“Our proposal is a new type of paper for animal studies (…) that incorporates an independent, statistically rigorous confirmation of a researcher’s central hypothesis.” (p.409)
A comment tribune in Nature of Feb 23, 2017, suggests running clinical trials in three stages towards meeting higher standards in statistical validation. The idea is to impose a preclinical trial run by an independent team following an initial research showing some potential for some new treatment. The three stages are thus (i) to generate hypotheses; (ii) to test hypotheses; (iii) to test broader application of hypotheses (p.410). While I am skeptical of the chances of this proposal reaching adoption (for various reasons, like, what would the incentive of the second team be [of the B team be?!], especially if the hypothesis is dis-proved, how would both teams share the authorship and presumably patenting rights of the final study?, and how could independence be certain were the B team contracted by the A team?), the statistical arguments put forward in the tribune are rather weak (in my opinion). Repeating experiments with a larger sample size and an hypothesis set a priori rather than cherry-picked is obviously positive, but moving from a p-value boundary of 0.05 to one of 0.01 and to a power of 80% is more a cosmetic than a foundational change. As Andrew and I pointed out in our PNAS discussion of Johnson two years ago.

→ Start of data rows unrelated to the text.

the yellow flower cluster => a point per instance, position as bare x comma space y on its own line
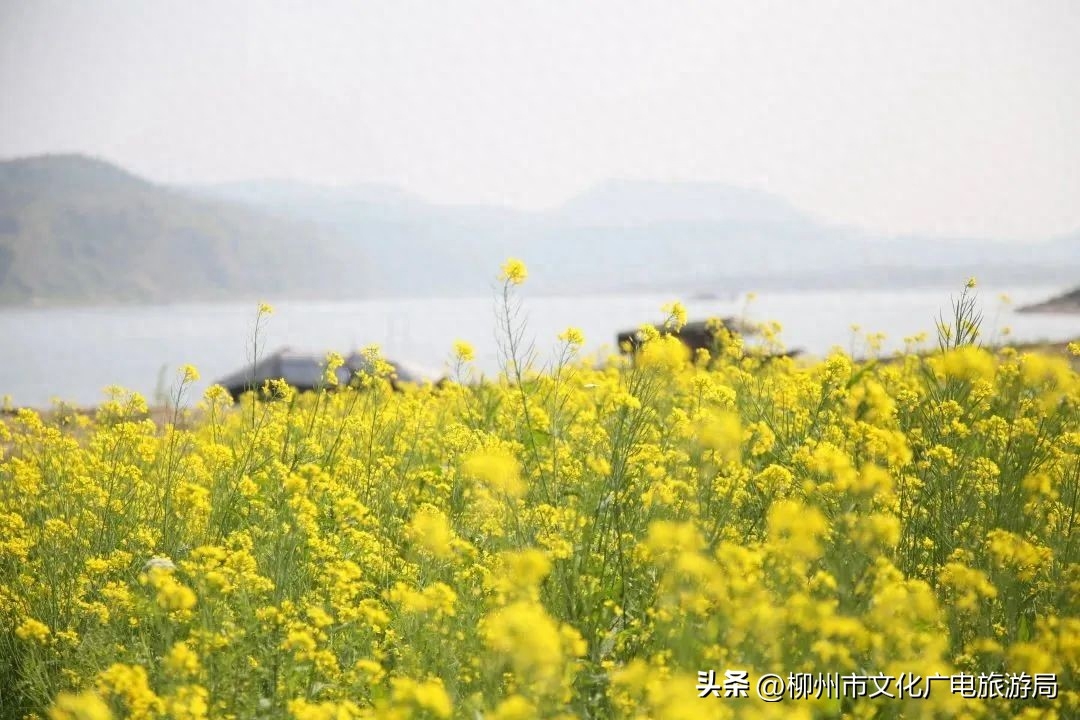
574, 543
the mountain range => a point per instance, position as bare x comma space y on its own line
80, 230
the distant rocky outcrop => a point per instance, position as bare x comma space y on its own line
1069, 302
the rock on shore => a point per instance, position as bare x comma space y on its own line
1068, 302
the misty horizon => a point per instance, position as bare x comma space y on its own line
899, 119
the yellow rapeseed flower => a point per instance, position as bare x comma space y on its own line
83, 706
463, 352
513, 272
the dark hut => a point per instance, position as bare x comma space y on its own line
305, 371
699, 335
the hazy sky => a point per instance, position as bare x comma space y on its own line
943, 117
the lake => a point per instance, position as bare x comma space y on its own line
72, 353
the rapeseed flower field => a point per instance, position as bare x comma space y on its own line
639, 537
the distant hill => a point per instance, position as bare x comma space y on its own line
1067, 302
79, 230
685, 238
73, 229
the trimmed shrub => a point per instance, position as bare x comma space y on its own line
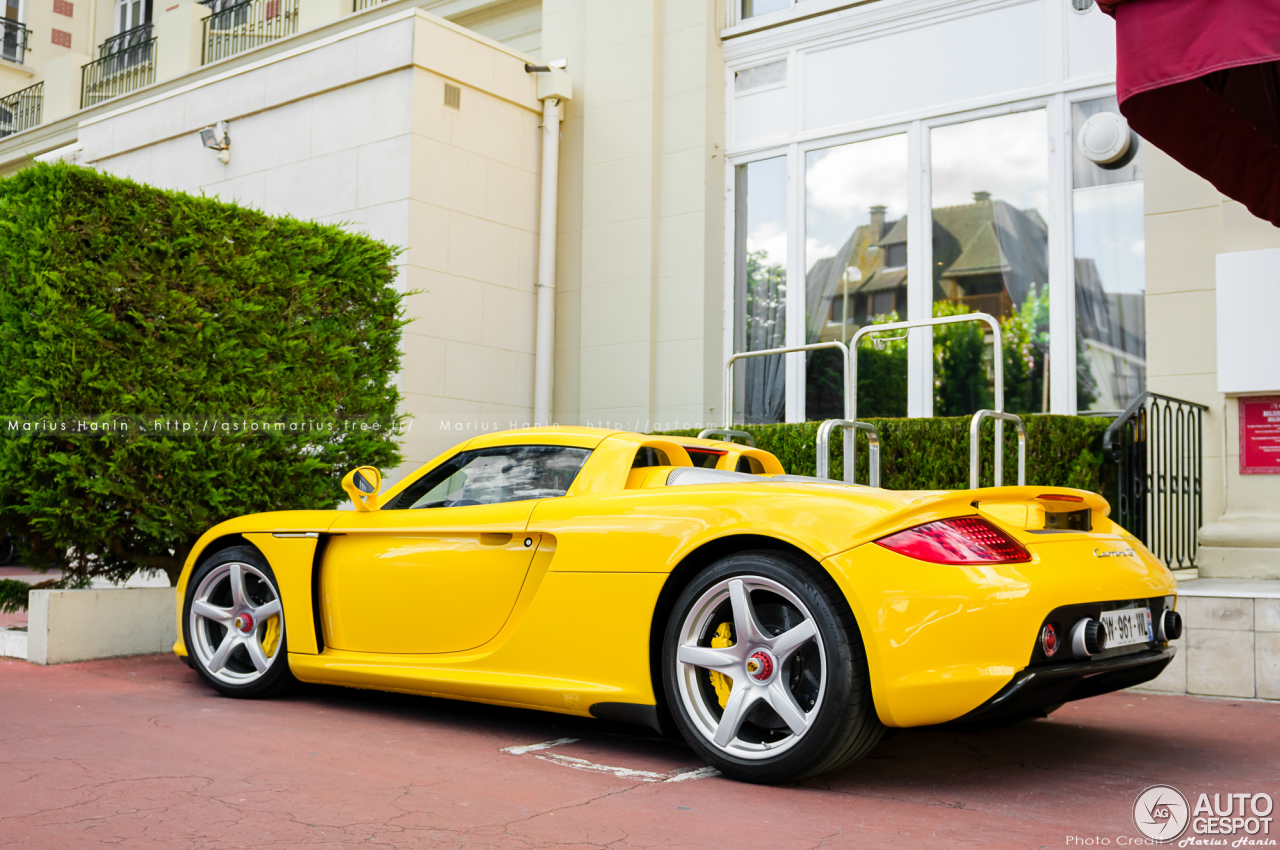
933, 453
170, 361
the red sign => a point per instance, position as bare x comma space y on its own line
1260, 435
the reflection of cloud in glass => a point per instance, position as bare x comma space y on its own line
767, 209
1109, 229
841, 186
1006, 155
769, 237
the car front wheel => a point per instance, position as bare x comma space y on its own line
764, 670
233, 625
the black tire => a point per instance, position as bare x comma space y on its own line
826, 675
240, 671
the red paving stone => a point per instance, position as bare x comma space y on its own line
138, 753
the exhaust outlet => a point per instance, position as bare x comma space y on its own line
1169, 626
1088, 638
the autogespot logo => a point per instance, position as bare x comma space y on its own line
1161, 813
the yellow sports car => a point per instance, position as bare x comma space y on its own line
778, 622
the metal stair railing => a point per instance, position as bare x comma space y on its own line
1156, 446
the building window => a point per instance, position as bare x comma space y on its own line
855, 225
990, 181
1110, 277
760, 289
131, 14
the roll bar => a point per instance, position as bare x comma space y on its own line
1000, 448
850, 466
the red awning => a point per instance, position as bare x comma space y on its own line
1198, 80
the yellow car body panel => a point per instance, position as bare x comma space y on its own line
942, 639
552, 603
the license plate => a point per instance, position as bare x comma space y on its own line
1127, 627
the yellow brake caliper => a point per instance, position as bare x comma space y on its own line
722, 684
272, 635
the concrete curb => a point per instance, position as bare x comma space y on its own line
81, 625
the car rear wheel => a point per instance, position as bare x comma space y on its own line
764, 670
233, 625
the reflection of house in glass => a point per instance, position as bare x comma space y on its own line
1112, 346
988, 256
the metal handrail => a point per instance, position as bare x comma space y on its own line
769, 352
851, 410
791, 350
999, 360
24, 108
1000, 416
850, 460
707, 433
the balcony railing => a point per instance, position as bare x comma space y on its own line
127, 63
246, 26
13, 40
22, 109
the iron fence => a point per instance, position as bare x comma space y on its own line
126, 63
1156, 446
22, 109
13, 40
245, 26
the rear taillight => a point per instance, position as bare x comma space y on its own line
968, 539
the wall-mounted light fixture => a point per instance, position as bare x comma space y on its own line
216, 138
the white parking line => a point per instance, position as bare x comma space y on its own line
679, 775
544, 745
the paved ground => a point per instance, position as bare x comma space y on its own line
138, 753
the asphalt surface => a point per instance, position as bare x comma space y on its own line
140, 753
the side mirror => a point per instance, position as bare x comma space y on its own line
362, 484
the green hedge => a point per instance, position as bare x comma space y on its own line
933, 453
128, 305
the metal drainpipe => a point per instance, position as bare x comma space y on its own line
544, 341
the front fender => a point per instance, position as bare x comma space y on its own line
295, 521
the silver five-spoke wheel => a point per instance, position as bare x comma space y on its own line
236, 624
752, 667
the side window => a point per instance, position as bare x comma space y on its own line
493, 475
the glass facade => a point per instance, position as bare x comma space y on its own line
760, 289
1110, 272
855, 272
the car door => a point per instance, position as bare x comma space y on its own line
439, 569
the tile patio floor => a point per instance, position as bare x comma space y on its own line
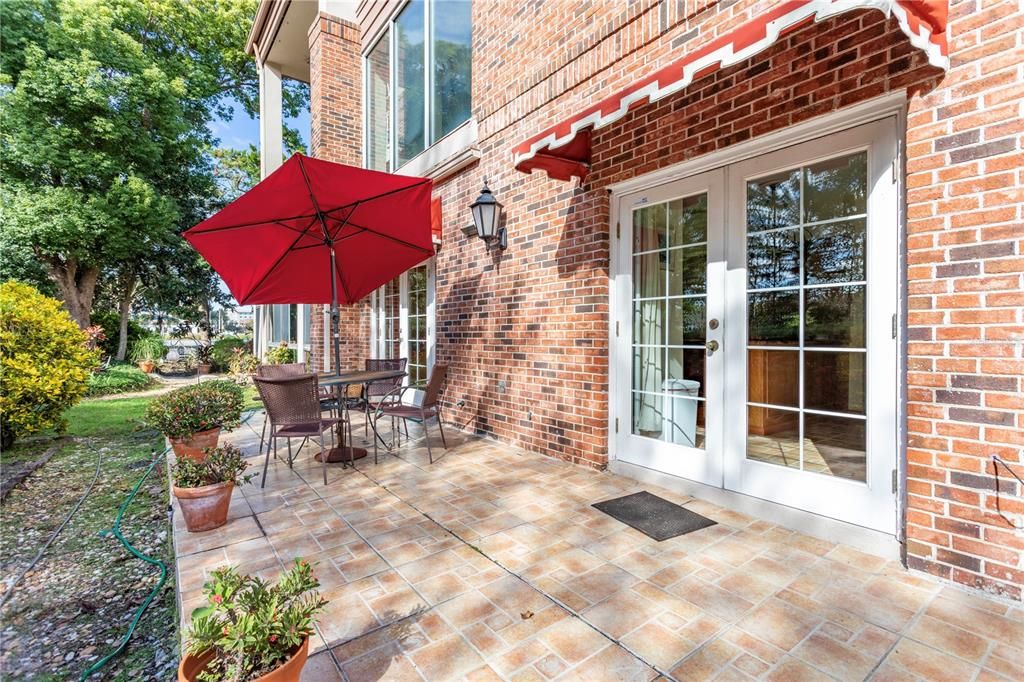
492, 564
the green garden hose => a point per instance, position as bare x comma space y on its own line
163, 566
148, 559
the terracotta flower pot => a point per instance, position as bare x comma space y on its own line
193, 445
205, 508
192, 666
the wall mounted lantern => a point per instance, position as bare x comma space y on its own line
486, 217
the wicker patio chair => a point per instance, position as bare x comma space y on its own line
294, 412
418, 413
378, 390
275, 372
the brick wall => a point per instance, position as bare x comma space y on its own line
336, 116
525, 331
966, 346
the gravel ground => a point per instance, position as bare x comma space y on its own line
77, 603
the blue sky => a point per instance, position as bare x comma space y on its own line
242, 130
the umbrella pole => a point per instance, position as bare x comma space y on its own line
335, 323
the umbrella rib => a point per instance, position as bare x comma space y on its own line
380, 196
250, 224
274, 265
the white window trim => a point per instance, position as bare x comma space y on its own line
443, 157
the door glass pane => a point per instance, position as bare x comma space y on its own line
836, 188
834, 382
835, 252
835, 316
773, 259
773, 436
410, 54
688, 220
836, 446
773, 318
378, 89
773, 202
670, 283
451, 37
807, 243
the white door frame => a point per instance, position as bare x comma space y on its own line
890, 105
704, 465
871, 504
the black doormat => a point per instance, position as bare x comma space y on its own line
653, 516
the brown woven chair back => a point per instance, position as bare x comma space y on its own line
433, 389
279, 371
386, 386
291, 399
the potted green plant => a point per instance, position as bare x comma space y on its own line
193, 417
252, 630
147, 351
204, 358
204, 488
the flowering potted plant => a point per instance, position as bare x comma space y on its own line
204, 488
252, 630
192, 417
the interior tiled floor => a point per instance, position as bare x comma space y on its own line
491, 563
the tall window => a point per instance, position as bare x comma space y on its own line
426, 53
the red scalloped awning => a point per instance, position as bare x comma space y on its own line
564, 151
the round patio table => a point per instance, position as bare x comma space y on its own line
340, 382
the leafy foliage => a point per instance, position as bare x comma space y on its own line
197, 408
118, 379
223, 350
252, 626
148, 349
44, 361
221, 465
281, 354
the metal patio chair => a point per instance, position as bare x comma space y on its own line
430, 407
275, 372
294, 412
377, 391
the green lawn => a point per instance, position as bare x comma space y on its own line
78, 600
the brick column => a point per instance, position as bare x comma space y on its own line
336, 116
966, 286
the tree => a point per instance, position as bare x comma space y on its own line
105, 136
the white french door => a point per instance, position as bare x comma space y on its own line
672, 243
760, 352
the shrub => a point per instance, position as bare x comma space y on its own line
44, 361
119, 379
223, 350
281, 354
252, 626
197, 408
150, 348
220, 466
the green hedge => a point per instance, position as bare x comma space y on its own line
119, 379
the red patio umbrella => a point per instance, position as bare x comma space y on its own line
315, 231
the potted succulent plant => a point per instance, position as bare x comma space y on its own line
147, 351
204, 488
193, 417
252, 630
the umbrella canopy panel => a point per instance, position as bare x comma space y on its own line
272, 245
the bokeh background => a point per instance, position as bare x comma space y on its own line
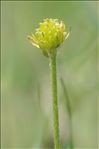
26, 94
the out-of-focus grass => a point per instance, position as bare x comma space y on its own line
26, 123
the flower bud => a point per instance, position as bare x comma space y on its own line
49, 36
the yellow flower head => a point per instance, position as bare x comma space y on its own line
49, 36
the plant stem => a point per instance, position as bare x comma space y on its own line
69, 112
54, 99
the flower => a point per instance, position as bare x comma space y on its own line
49, 36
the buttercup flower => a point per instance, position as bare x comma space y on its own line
49, 36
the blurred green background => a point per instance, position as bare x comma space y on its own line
26, 96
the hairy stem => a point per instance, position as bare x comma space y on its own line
69, 112
54, 99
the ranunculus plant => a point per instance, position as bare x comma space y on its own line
48, 37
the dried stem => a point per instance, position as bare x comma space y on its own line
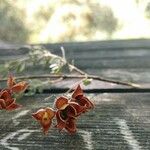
74, 76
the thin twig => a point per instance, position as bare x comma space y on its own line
74, 76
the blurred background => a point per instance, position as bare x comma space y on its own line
49, 21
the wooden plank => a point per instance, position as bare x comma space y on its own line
118, 121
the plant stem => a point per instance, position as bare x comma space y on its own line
94, 77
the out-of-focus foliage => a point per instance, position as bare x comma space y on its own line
12, 23
147, 10
55, 21
72, 20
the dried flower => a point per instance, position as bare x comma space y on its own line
66, 114
7, 102
44, 116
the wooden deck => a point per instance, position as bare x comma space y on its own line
121, 117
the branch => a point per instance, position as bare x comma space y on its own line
75, 77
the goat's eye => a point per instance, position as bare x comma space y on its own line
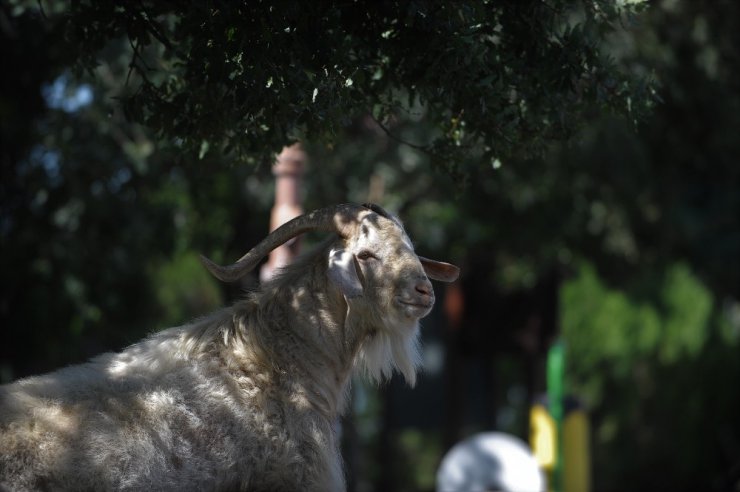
365, 255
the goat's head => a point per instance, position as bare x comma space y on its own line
377, 263
373, 264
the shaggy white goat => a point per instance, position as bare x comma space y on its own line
244, 399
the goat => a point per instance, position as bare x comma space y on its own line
246, 398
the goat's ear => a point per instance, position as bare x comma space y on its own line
437, 270
343, 274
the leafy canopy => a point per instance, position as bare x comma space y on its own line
492, 79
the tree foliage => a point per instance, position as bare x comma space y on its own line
491, 79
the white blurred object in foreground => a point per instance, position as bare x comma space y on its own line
490, 461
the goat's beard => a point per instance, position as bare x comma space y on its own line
391, 349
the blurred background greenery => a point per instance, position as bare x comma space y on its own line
107, 195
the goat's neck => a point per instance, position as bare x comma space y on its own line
314, 343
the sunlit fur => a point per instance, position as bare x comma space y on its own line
244, 399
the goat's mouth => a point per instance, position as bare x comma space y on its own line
417, 308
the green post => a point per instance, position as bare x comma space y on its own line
555, 394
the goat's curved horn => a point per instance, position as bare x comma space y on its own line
339, 218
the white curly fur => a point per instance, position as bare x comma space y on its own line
244, 399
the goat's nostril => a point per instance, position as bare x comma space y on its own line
424, 288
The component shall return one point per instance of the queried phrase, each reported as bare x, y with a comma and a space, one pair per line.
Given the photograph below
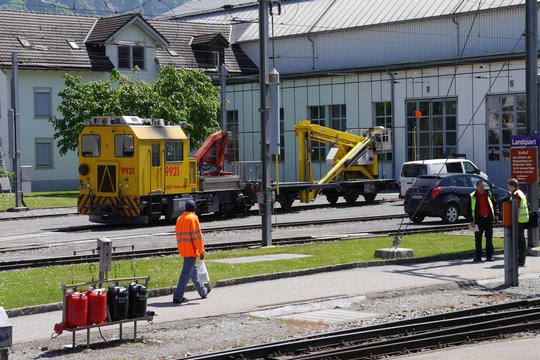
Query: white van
412, 169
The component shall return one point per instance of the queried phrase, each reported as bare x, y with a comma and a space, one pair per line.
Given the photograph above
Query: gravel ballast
173, 340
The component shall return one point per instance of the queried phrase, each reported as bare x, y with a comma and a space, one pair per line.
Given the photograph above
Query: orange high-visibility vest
189, 236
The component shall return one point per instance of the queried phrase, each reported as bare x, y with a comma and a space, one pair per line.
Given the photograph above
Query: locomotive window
90, 145
156, 160
174, 151
123, 145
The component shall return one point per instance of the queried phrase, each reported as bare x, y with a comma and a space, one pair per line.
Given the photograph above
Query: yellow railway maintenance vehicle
354, 163
135, 170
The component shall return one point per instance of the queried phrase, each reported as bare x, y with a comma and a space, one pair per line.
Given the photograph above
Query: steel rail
81, 259
253, 212
85, 228
399, 336
220, 229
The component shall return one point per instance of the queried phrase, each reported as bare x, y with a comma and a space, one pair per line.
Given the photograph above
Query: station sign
524, 158
524, 141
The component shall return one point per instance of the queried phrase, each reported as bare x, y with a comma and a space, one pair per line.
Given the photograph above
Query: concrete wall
469, 84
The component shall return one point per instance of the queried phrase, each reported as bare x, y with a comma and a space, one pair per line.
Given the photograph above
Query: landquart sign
523, 158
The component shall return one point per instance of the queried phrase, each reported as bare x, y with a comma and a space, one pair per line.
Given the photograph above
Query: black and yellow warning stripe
126, 206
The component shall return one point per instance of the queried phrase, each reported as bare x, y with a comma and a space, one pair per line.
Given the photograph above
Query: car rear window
427, 181
413, 170
454, 167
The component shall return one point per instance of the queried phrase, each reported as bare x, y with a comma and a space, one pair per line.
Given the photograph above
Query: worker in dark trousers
523, 218
484, 211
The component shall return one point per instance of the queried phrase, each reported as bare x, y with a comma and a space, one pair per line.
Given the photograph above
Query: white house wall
63, 175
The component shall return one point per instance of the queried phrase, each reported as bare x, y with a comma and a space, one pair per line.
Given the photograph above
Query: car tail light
408, 192
435, 192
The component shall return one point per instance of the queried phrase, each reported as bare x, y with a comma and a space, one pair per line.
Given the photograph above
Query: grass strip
41, 200
27, 287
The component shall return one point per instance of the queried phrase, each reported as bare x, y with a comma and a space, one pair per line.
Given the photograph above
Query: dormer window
172, 52
72, 44
24, 41
209, 49
130, 56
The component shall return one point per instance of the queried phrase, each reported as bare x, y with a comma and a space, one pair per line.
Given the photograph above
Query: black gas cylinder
137, 300
117, 302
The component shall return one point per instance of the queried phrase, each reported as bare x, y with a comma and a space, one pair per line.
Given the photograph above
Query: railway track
167, 251
206, 230
400, 337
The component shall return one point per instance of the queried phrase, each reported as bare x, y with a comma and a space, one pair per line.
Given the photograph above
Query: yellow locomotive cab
134, 169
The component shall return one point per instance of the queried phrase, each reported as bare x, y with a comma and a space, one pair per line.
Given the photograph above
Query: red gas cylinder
76, 309
97, 306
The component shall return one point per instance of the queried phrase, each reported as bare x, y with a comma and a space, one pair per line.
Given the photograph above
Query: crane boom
354, 156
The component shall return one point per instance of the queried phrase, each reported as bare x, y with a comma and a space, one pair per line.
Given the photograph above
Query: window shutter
43, 154
42, 103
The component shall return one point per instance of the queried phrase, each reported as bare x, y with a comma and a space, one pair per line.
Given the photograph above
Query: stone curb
37, 309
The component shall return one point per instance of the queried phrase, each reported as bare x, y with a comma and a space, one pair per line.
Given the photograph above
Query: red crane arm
211, 154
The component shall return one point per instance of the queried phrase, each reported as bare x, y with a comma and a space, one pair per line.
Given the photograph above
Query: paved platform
270, 294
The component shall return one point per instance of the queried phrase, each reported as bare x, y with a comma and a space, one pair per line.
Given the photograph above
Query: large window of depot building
383, 117
506, 117
232, 142
432, 134
334, 116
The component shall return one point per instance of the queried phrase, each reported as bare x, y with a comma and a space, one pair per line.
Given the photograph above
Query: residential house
50, 45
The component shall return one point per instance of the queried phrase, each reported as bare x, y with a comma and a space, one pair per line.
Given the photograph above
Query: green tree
176, 95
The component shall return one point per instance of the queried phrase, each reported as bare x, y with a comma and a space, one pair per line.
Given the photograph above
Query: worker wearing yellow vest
523, 218
190, 246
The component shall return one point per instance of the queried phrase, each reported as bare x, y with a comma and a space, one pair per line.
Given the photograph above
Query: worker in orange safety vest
190, 246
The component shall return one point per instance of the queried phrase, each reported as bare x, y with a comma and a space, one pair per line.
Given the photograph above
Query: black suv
446, 196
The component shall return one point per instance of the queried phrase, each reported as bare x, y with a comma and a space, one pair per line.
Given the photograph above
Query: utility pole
531, 70
15, 132
265, 201
223, 85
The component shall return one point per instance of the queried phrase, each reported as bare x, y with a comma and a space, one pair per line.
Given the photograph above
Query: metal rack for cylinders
105, 250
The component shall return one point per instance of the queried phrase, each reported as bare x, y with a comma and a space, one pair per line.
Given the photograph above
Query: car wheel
286, 202
450, 214
417, 219
332, 198
351, 197
370, 197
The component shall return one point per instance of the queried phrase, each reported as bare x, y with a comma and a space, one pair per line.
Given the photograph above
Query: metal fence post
510, 224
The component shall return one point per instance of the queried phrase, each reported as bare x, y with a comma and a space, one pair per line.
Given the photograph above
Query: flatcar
135, 170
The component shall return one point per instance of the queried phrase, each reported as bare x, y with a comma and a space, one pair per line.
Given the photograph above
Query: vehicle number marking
127, 170
172, 170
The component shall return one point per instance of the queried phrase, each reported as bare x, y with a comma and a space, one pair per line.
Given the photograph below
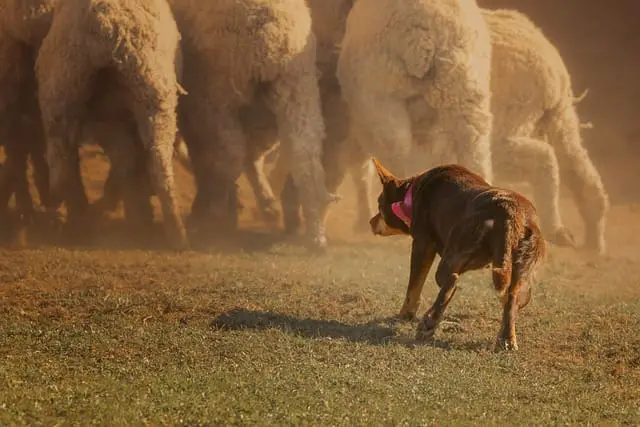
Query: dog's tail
519, 250
530, 252
509, 230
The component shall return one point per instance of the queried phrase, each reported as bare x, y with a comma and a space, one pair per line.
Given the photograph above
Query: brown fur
470, 224
137, 43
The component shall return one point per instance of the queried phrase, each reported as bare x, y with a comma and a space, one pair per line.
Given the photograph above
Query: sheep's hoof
506, 344
270, 215
563, 237
317, 244
595, 243
362, 227
426, 330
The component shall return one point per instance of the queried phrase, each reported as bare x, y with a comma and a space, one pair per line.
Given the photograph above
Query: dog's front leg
446, 279
507, 338
422, 256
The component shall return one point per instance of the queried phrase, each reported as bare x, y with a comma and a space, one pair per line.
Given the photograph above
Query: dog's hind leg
525, 259
422, 256
446, 278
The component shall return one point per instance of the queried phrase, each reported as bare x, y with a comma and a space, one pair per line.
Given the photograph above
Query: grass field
267, 335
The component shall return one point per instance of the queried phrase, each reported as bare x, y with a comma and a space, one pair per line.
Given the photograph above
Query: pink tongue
403, 209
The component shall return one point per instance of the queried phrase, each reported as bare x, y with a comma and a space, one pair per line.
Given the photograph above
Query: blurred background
599, 41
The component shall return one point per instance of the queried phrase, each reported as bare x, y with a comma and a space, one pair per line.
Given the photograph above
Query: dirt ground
258, 332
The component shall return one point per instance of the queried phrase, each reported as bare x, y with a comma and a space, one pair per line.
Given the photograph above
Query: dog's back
480, 224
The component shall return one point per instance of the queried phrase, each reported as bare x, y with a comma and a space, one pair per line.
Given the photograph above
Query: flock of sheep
328, 83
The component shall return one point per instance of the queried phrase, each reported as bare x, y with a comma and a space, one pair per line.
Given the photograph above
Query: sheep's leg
15, 78
128, 180
465, 116
296, 105
39, 162
535, 161
381, 126
62, 94
266, 201
579, 174
157, 127
362, 173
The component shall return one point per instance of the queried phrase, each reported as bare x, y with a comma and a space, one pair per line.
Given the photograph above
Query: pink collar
403, 209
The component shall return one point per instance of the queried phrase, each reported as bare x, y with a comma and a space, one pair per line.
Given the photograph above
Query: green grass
279, 338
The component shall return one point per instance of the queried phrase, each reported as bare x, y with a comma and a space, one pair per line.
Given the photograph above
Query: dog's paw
506, 344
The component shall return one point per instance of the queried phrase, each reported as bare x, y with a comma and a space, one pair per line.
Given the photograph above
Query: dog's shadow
372, 332
378, 331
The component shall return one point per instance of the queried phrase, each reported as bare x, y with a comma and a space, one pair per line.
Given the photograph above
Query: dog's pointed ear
383, 173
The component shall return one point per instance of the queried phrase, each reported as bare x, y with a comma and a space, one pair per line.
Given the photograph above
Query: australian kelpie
455, 213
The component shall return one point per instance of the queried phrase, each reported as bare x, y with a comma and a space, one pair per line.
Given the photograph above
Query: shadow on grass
379, 331
371, 332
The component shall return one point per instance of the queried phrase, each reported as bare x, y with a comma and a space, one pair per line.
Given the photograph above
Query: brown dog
452, 212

“the earlier experiments would not need to be held to the same rigid standards.” (p.410)
The article contains a vignette on “the maths of predictive value” that makes intuitive sense but only superficially. First, “the positive predictive value is the probability that a positive result is truly positive” (p.411) A statement that implies a distribution of probability on the space of hypotheses, although I see no Bayesian hint throughout the paper. Second, this (ersatz of a) probability is computed by a ratio of the number of positive results under the hypothesis over the total number of positive results. Which does not make much sense outside a Bayesian framework and even then cannot be assessed experimentally or by simulation without defining a distribution of the output under both hypotheses. Simplistic pictures are the above are not necessarily meaningful. And Nature should certainly invest into a statistical editor!